From a technical risk perspective, large language models face unique vulnerabilities that amplify psychological harm. Feedback-loop training, where systems ingest outputs similar to their own earlier responses, creates model drift. Context poisoning from long conversations nudges systems away from initial guardrails. Over hours of engagement, chatbots begin producing increasingly unmoored responses, and because users are psychologically invested, they drift with it. It becomes a technological folie à deux, a shared break from reality between human and machine that no traditional risk model accounts for.
While there is no peer-reviewed clinical or longitudinal evidence yet that AI use on its own can induce psychosis in individuals with or without a history of psychotic symptoms, emerging anecdotal evidence is concerning. In March 2025, Megan Garcia filed a lawsuit against Google and Character.ai following her 14-year-old son's suicide after extensive engagement with a chatbot modeled on Game of Thrones' Daenerys Targaryen.

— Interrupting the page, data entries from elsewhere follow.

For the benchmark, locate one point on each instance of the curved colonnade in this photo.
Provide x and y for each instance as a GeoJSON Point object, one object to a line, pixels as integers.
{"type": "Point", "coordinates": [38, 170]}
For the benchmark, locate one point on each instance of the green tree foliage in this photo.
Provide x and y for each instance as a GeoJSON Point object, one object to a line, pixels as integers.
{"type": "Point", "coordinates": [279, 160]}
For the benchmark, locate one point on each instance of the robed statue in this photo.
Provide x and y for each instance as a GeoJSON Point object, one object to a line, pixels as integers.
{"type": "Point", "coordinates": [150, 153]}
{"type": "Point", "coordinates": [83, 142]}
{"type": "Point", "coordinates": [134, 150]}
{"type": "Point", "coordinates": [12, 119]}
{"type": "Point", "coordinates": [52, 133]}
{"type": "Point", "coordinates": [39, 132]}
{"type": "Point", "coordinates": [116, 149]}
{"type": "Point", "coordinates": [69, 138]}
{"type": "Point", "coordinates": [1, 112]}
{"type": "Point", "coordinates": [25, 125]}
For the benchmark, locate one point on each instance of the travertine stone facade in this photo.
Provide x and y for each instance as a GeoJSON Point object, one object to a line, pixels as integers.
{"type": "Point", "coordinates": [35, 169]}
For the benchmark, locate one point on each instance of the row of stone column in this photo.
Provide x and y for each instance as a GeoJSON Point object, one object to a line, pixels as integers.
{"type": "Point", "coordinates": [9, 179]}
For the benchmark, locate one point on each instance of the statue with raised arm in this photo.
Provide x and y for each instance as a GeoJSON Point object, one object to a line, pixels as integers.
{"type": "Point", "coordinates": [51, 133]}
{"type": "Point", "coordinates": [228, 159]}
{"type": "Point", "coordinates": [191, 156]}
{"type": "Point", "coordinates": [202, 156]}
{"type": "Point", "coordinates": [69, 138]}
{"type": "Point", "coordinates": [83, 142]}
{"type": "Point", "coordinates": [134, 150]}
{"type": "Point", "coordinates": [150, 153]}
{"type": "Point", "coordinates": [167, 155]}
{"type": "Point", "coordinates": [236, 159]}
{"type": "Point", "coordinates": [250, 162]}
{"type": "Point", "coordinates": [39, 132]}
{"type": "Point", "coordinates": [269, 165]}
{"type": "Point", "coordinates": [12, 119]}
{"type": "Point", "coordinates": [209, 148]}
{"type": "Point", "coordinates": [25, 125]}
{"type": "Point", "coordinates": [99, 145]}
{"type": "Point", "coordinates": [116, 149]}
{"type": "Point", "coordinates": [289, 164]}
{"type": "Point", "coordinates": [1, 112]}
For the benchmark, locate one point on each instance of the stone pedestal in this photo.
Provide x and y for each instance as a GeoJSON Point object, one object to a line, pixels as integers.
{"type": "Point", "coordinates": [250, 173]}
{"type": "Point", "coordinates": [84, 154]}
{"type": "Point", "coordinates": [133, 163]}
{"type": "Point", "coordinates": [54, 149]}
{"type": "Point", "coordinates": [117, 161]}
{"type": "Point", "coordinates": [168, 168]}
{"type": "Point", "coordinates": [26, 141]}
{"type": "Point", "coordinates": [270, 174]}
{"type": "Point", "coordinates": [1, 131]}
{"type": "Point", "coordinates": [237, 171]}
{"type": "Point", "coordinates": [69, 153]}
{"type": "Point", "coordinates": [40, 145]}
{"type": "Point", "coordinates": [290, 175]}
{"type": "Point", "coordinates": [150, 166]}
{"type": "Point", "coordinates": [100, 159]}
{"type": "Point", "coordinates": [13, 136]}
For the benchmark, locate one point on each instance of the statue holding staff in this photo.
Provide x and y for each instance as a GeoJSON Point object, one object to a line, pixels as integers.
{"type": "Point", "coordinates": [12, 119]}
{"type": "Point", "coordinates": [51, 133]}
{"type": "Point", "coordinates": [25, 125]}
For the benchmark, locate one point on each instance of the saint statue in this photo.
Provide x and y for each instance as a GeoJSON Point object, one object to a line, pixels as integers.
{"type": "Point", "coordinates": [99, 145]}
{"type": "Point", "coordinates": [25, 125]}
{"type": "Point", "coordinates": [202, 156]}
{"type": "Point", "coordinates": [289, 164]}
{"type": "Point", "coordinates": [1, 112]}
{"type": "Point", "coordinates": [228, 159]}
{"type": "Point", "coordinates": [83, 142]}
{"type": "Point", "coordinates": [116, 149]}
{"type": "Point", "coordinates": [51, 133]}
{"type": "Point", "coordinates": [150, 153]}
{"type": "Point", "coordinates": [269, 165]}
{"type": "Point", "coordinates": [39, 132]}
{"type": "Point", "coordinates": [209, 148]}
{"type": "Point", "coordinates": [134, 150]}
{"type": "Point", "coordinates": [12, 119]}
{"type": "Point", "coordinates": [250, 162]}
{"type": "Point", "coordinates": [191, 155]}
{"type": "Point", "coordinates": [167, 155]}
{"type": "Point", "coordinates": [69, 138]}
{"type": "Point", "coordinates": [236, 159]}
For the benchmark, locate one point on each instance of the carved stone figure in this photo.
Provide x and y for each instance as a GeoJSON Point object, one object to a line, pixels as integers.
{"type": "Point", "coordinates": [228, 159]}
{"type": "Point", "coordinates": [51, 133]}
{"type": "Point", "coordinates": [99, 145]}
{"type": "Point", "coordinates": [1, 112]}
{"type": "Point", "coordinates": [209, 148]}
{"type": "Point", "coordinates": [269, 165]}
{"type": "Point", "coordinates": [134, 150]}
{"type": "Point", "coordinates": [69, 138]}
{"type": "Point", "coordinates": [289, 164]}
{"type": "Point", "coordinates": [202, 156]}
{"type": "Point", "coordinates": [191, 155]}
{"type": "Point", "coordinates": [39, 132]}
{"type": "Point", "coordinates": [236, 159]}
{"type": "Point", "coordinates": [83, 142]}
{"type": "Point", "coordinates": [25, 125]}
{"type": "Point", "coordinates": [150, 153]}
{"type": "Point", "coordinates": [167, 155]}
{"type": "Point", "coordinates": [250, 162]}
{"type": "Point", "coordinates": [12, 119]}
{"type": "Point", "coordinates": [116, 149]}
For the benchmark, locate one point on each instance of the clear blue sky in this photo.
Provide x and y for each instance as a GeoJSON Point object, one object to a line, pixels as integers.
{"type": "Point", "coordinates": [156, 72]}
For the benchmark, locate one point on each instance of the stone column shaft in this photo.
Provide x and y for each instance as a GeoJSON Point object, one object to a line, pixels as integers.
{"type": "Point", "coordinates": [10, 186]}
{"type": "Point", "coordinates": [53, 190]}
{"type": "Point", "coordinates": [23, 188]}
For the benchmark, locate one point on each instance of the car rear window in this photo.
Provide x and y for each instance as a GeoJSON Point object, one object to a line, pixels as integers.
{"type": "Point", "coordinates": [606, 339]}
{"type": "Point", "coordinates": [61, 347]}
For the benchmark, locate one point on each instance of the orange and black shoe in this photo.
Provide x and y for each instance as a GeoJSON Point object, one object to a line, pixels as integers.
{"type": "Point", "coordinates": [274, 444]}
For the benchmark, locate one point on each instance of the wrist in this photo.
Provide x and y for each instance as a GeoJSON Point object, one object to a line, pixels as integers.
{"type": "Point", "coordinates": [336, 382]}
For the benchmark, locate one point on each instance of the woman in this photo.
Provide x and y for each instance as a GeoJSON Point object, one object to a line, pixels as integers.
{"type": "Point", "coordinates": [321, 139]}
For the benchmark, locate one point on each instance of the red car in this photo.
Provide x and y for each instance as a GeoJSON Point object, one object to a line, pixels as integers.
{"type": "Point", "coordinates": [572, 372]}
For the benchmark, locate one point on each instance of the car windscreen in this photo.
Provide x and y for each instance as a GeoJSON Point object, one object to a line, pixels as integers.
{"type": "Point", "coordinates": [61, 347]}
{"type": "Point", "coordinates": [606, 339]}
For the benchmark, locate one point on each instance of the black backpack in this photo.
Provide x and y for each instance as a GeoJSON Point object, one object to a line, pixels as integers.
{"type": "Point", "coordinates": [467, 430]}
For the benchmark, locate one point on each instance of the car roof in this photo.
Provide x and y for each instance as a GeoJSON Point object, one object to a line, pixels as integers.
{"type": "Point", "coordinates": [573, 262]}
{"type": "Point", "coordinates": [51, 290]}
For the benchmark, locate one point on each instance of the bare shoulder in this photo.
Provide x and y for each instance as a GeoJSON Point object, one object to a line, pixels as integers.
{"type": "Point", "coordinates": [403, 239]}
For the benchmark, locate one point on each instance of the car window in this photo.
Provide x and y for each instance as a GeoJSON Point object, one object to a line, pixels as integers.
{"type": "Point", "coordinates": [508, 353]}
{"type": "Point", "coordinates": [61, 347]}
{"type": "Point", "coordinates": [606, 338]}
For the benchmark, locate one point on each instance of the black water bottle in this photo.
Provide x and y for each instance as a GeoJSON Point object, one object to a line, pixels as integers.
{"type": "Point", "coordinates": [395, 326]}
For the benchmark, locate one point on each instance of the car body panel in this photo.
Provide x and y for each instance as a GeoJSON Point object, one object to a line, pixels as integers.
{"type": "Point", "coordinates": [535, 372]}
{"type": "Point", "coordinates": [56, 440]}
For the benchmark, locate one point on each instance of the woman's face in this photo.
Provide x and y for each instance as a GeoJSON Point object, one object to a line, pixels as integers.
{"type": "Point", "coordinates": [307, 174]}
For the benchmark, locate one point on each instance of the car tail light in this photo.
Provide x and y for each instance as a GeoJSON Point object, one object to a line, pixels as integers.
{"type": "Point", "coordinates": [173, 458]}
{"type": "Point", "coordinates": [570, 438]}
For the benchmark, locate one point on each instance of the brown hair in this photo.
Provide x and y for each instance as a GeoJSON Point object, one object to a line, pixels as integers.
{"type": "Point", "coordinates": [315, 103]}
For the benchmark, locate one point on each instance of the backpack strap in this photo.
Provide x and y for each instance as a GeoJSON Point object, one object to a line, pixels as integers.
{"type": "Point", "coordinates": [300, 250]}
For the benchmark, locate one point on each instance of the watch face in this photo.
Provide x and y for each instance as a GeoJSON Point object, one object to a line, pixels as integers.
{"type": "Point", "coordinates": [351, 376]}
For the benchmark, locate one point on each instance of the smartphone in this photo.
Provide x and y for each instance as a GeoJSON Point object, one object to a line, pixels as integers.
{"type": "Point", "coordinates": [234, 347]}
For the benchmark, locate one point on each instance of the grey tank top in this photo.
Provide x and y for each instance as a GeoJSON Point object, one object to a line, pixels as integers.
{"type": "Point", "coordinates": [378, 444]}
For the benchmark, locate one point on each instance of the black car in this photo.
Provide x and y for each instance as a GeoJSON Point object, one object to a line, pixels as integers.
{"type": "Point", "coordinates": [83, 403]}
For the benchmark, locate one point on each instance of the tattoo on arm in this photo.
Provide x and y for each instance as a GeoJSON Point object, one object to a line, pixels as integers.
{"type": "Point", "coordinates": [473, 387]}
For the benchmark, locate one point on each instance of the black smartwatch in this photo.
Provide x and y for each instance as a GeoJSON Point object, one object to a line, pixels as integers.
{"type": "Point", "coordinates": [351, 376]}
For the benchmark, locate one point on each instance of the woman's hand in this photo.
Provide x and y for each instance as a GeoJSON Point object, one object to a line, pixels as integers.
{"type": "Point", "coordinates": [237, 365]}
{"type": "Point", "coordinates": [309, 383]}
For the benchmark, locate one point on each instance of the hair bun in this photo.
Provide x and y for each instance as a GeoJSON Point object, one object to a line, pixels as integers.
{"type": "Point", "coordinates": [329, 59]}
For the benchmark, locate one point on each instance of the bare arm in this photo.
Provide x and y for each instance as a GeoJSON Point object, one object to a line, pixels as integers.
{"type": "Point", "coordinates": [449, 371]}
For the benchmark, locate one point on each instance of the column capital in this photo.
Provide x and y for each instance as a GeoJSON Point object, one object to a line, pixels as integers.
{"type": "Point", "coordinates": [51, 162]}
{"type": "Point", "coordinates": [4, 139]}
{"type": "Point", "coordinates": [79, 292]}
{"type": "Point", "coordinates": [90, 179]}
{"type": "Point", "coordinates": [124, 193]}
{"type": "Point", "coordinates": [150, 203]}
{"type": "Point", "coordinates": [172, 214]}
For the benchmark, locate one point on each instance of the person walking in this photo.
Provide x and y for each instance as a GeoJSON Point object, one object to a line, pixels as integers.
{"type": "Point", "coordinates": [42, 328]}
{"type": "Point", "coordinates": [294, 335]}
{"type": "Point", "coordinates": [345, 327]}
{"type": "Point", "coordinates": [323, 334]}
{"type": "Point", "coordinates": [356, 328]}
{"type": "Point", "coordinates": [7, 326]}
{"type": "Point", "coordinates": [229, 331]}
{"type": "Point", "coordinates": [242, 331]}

In July 2025, Grok launched immersive virtual companions like Ani, an animated character programmed to behave like a romantically obsessed partner. These products risk becoming highly addictive for socially isolated users, accelerating retreat from real-world connections.
For venture investors, this reframes the question of where value will accrue. Consumer AI companies that lack psychiatric oversight will not just face reputational risk but could also face regulatory lockouts, legal liabilities, and higher insurance costs. In contrast, firms that integrate licensed therapists, clinical protocols, and risk-aware product design will enjoy both a compliance moat and a credibility premium.
This is precisely how fintech investors learned to price KYC/AML into valuations, and how biotech learned that regulatory pathways define enterprise value. AI is now entering that phase.